Mu'awiya I founded the Umayyad Caliphate in 661. Between then and the Umayyads' collapse in 750, the Qays formed one of the main political and military components of the Caliphate. Their main antagonist were the Yamani tribes, led by the Banu Kalb. Other than competition for political, military and economic power, there was an ethnic component that defined the Qays–Yaman rivalry; the Qays were "northern Arabs" while the Yaman were "southern Arabs". Mu'awiya and his son and successor Yazid I relied militarily and politically on the Kalb to the chagrin of the Qays. When Yazid and his successor Mu'awiya II died in relatively quick succession in 683 and 684, respectively, the Qays refused to recognize Umayyad authority. The Kalb and their Yamani allies essentially selected Marwan I to succeed Mu'awiya II, while the Qays largely joined the rebel cause of Abd Allah ibn al-Zubayr. Fighting in the latter's name, the Qaysi tribes of Amir, Sulaym and Ghatafan under al-Dahhak ibn Qays al-Fihri fought Marwan I and the Yamani faction at the Battle of Marj Rahit in 684. The Qays were severely routed, leading to years of revenge-driven tit-for-tat raids between the Qays and Yaman.

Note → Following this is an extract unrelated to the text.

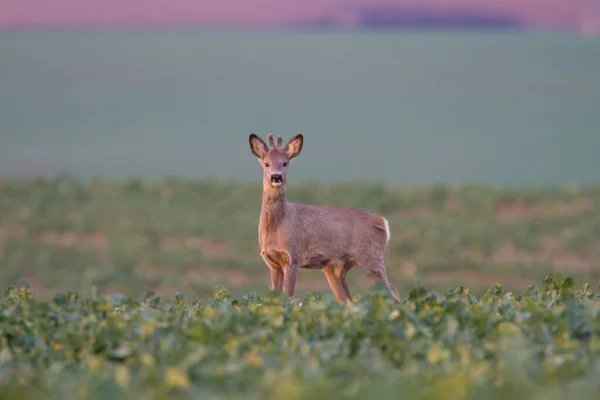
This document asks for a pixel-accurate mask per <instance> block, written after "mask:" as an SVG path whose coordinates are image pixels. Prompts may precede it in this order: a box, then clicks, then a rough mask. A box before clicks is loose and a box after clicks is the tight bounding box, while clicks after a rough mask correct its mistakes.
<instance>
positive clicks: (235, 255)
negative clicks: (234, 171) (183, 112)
mask: <svg viewBox="0 0 600 400" xmlns="http://www.w3.org/2000/svg"><path fill="white" fill-rule="evenodd" d="M260 190H261V188H260V185H257V184H243V183H235V182H217V181H185V180H161V181H136V180H131V181H124V180H123V181H108V180H95V181H90V182H84V181H80V180H76V179H71V178H56V179H47V180H44V179H36V180H2V181H0V222H1V223H0V283H1V284H2V286H4V287H5V286H6V285H9V284H13V285H18V284H20V283H21V282H22V281H23V280H26V281H27V282H28V283H29V285H31V287H32V288H33V289H34V290H35V292H36V293H37V294H38V295H39V296H42V297H48V296H53V294H54V293H55V292H56V290H61V291H67V290H77V291H81V292H82V293H90V292H91V290H92V287H96V289H97V290H98V291H99V292H100V293H104V292H106V293H116V292H119V293H124V294H126V295H128V296H132V297H136V296H139V295H141V294H143V293H145V292H146V291H148V290H154V291H156V293H159V294H163V295H167V296H173V295H174V294H175V293H176V292H184V293H186V295H188V296H189V297H191V298H203V297H206V296H208V295H209V294H210V293H211V291H212V289H213V287H214V285H216V284H223V285H225V286H226V287H227V288H228V289H229V290H230V291H231V292H232V293H233V294H235V295H238V294H242V293H248V292H249V291H253V290H257V291H264V290H267V289H268V286H269V278H268V273H267V269H266V266H265V265H264V264H263V261H262V259H261V258H260V256H259V253H258V245H257V223H258V216H259V213H260V201H261V193H260ZM289 200H291V201H297V202H304V203H311V204H339V205H349V206H355V207H359V208H365V209H368V210H372V211H374V212H379V213H382V214H383V215H385V216H386V217H387V218H388V219H389V221H390V225H391V231H392V239H391V241H390V244H389V246H388V250H387V252H386V262H387V268H388V271H389V274H390V277H391V279H392V280H393V282H394V283H395V284H396V286H397V287H398V288H399V289H400V291H401V295H402V296H403V297H405V296H406V294H407V292H408V291H409V290H410V289H412V288H413V287H414V285H416V284H418V285H423V286H425V287H426V288H428V289H437V290H441V291H445V290H447V289H448V288H451V287H454V286H457V285H463V286H466V287H469V288H470V289H471V290H472V292H473V293H481V292H482V291H483V290H485V289H486V288H488V287H489V286H490V285H492V284H493V283H495V282H498V283H501V284H502V285H504V287H505V288H507V289H509V290H523V289H525V288H527V286H528V285H530V284H533V283H535V282H538V281H539V280H540V279H542V278H543V277H544V276H545V275H546V274H548V273H549V272H557V273H565V274H568V275H569V276H572V277H574V278H575V279H576V280H577V281H579V282H583V281H585V282H588V283H590V284H591V285H592V286H593V287H596V286H597V285H598V284H599V283H600V246H598V243H599V242H600V213H599V212H598V207H600V186H589V187H582V188H575V187H573V188H565V189H558V188H557V189H501V188H491V187H478V186H471V187H469V186H465V187H450V186H435V187H428V188H409V187H394V186H386V185H379V184H350V183H348V184H333V185H327V184H311V183H297V184H292V185H291V186H290V188H289ZM349 283H350V288H351V290H352V291H354V292H356V293H363V294H364V293H366V290H367V289H368V287H369V285H370V283H368V282H365V279H364V278H363V276H362V275H361V273H360V271H359V270H353V271H352V272H351V273H350V275H349ZM297 288H298V295H299V296H302V295H305V294H307V293H311V292H313V291H319V292H322V293H329V288H328V286H327V284H326V281H325V277H324V276H323V274H322V273H321V272H318V271H301V273H300V278H299V282H298V285H297Z"/></svg>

After Marj Rahit, the Qays came under the leadership of Zufar ibn al-Harith al-Kilabi and Umayr ibn al-Hubab al-Sulami. From their respective strongholds in al-Qarqisiya and Ras al-Ayn they tenaciously fought against the Yaman and resisted Umayyad authority. Most battles against the Kalb were fought in the desert between Syria and Iraq. Umayr also entangled the Qays against the Taghlib, and the two sides fought several battles near the Khabur, Balikh and Tigris rivers. Umayr was killed by the Taghlib in 689 and Zufar submitted to Umayyad authority under Caliph Abd al-Malik in 691 in return for a high place in the Umayyad court. The Qays were strong partisans of the powerful Umayyad governors al-Hajjaj ibn Yusuf of Thaqif and Qutayba ibn Muslim of Bahila. The Qays dominated the Umayyad government during the reigns of Yazid II and Walid II. As a result, the Yaman revolted against and killed Walid II, who was then replaced by Yazid III, who entirely depended on the Yaman. The Qays found a new patron in the Umayyad prince Marwan II, who wrested the Caliphate from Yazid III and relocated the Umayyad capital from Damascus to Harran in Qaysi territory. The Qays were Marwan's principal military source in the Battle of the Zab in 750, in which Marwan was killed; shortly after, the Umayyad realm entirely fell to the Abbasid Caliphate. The Qays were not able to recover from the huge losses they suffered during the late Umayyad period, and their political role, though present, was not of significant consequence during the ensuing Abbasid era.